I am trying to create an offline Wikipedia client for the Wikipedia XML dump. I know there are lot of programs on the, but all seems to render the page very badly, because the Wiki markup has enhanced considerably but all these programs are quite outdated and almost dead.
After scanning the internet since yesterday, I have come-up a number of libraries and programs but all of them don't render the page perfectly. Hence, I was toying with the idea of rendering the page using MediaWiki's php files as the people at woc.fslab.de (Offline Wikipedia Client) have done. I have downloaded Offline Wikipedia Client but I yet haven't been able to figure it out how to use it. Anyway, its looks too complicated and overly large. I want an Offline Client myself which would be served via Http (I have tried importing the dump into freashly installed Mediawiki but the rebuild links takes forever and WikiFilter is not for Linux - yet I tried that over wine).
So, my question is. Can anyone please guide me to the php files of MediaWiki that I can use with little modification. I intend to provide it all the necessary details like list of Templates and their codes to substitute, the categories and the article markup as input to the php file,etc. I expect to get the html code that can be sent to the user's browser.
All this may look very pointless, but after battering my brains over this thing and repeatedly getting disappointing results, my brain has gone fuzzy and desperate.
May you have peace pf mind.
Reagrds, Apple Grew my blog @ http://applegrew.blogspot.com/
Apple Grew schrieb:
So, my question is. Can anyone please guide me to the php files of MediaWiki that I can use with little modification. I intend to provide it all the necessary details like list of Templates and their codes to substitute, the categories and the article markup as input to the php file,etc. I expect to get the html code that can be sent to the user's browser.
I would modify the output classes, and take a look at the ?action=render parameter.
Marco
I have now downloaded the Offline Client (http://woc.fslab.de/). It seems that that they have patched mediawiki 1.7. Hopefully if we create a patched 1.12alpha then we could get render as in official pages.
On Feb 19, 2008 12:03 AM, Marco Schuster marco@harddisk.is-a-geek.org wrote:
Apple Grew schrieb:
So, my question is. Can anyone please guide me to the php files of MediaWiki that I can use with little modification. I intend to provide it all the necessary details like list of Templates and their codes to substitute, the categories and the article markup as input to the php file,etc. I expect to get the html code that can be sent to the user's browser.

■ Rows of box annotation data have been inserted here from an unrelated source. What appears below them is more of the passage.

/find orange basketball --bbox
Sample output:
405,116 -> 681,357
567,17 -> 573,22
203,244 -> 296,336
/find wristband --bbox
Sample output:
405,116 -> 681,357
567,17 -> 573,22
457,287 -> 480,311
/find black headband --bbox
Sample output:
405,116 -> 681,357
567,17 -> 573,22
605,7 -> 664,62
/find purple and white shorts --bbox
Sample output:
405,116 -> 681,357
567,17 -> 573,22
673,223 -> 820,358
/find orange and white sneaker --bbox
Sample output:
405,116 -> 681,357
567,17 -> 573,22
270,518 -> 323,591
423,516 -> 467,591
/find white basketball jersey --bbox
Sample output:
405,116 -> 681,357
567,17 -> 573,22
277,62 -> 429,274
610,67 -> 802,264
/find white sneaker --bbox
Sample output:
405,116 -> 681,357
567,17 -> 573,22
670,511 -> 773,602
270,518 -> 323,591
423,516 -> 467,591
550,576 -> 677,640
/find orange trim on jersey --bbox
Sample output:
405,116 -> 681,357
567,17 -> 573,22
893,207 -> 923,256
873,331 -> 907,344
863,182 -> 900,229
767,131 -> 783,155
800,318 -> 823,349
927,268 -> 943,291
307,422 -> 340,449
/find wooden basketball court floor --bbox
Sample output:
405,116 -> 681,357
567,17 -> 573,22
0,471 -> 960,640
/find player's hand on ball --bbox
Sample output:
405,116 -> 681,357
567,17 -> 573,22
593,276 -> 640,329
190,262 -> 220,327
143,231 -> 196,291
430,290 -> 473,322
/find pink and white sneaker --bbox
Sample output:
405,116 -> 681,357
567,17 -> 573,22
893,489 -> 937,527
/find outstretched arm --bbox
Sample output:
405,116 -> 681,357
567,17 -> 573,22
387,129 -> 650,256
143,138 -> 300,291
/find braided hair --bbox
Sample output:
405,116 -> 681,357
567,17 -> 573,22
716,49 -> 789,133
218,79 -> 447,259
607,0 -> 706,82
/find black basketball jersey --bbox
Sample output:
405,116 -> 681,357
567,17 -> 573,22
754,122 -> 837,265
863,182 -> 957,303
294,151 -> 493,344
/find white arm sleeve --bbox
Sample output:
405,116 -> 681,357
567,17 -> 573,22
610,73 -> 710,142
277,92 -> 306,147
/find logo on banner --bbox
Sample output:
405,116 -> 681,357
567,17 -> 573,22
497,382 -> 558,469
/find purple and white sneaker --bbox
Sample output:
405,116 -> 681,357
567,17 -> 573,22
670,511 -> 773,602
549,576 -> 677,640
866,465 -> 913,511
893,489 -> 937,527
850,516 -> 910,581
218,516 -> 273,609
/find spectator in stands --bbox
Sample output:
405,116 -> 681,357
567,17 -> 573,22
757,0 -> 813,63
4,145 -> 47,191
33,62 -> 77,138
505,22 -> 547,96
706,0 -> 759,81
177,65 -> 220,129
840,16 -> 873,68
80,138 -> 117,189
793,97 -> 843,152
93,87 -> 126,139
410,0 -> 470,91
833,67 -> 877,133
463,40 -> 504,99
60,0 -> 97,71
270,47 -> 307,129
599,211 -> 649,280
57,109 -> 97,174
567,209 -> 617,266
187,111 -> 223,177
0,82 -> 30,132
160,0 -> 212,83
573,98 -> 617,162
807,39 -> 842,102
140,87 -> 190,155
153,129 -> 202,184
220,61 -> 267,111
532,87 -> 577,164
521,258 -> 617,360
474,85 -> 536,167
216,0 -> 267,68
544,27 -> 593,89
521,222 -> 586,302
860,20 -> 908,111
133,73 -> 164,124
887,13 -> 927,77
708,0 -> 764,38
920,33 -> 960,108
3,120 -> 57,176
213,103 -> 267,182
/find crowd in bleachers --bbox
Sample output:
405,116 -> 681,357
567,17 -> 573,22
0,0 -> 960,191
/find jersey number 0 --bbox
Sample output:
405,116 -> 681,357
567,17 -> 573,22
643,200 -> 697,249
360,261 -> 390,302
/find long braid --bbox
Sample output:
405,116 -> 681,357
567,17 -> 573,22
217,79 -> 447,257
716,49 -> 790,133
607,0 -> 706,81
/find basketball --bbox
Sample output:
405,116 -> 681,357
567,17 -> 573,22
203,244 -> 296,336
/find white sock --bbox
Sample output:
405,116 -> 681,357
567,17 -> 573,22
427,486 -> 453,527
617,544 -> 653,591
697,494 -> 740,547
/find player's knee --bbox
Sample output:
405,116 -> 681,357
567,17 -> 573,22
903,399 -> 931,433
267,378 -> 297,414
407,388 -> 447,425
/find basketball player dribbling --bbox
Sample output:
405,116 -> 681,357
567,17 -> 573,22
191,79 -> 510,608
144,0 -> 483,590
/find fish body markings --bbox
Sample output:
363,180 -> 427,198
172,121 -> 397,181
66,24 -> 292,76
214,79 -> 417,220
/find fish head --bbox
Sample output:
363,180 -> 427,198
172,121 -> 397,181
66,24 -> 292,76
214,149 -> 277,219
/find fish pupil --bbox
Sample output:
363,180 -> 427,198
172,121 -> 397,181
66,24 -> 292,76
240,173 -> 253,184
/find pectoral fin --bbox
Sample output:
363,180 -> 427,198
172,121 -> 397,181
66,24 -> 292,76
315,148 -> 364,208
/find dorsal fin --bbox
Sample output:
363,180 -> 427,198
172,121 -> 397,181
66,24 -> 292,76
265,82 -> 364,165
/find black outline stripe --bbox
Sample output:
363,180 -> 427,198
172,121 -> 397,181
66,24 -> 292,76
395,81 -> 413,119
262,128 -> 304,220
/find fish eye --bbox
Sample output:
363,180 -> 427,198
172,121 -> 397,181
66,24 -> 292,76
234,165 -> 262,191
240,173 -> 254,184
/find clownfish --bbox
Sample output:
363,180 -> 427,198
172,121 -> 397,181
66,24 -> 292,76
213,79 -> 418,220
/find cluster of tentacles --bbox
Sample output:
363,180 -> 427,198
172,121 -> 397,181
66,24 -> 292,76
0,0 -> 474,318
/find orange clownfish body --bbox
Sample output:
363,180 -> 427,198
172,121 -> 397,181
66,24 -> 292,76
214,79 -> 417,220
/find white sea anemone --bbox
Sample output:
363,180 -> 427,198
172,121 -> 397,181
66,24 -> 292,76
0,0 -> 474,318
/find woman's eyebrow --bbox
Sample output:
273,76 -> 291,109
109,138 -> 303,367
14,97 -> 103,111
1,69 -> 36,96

I would modify the output classes, and take a look at the ?action=render parameter.
Marco
What r these output classes?
Wikitech-l mailing list Wikitech-l@lists.wikimedia.org https://lists.wikimedia.org/mailman/listinfo/wikitech-l
On Feb 18, 2008 12:35 PM, Apple Grew applegrew@gmail.com wrote:
So, my question is. Can anyone please guide me to the php files of MediaWiki that I can use with little modification. I intend to provide it all the necessary details like list of Templates and their codes to substitute, the categories and the arbits of codeticle markup as input to the php file,etc. I expect to get the html code that can be sent to the user's browser.
Basically, right now it's all integrated, no serious attempt has been made to separate it all out. A lot of the major parts are in includes/Parser.php, which calls many other files, such as Linker.php, ParserOptions.php, Title.php, User.php, and so on. The main entry point is Parser::parse(). I've never tried to sort it out myself, but apparently if you really know what you're doing it's not too hard to get it to work as desired without a web request.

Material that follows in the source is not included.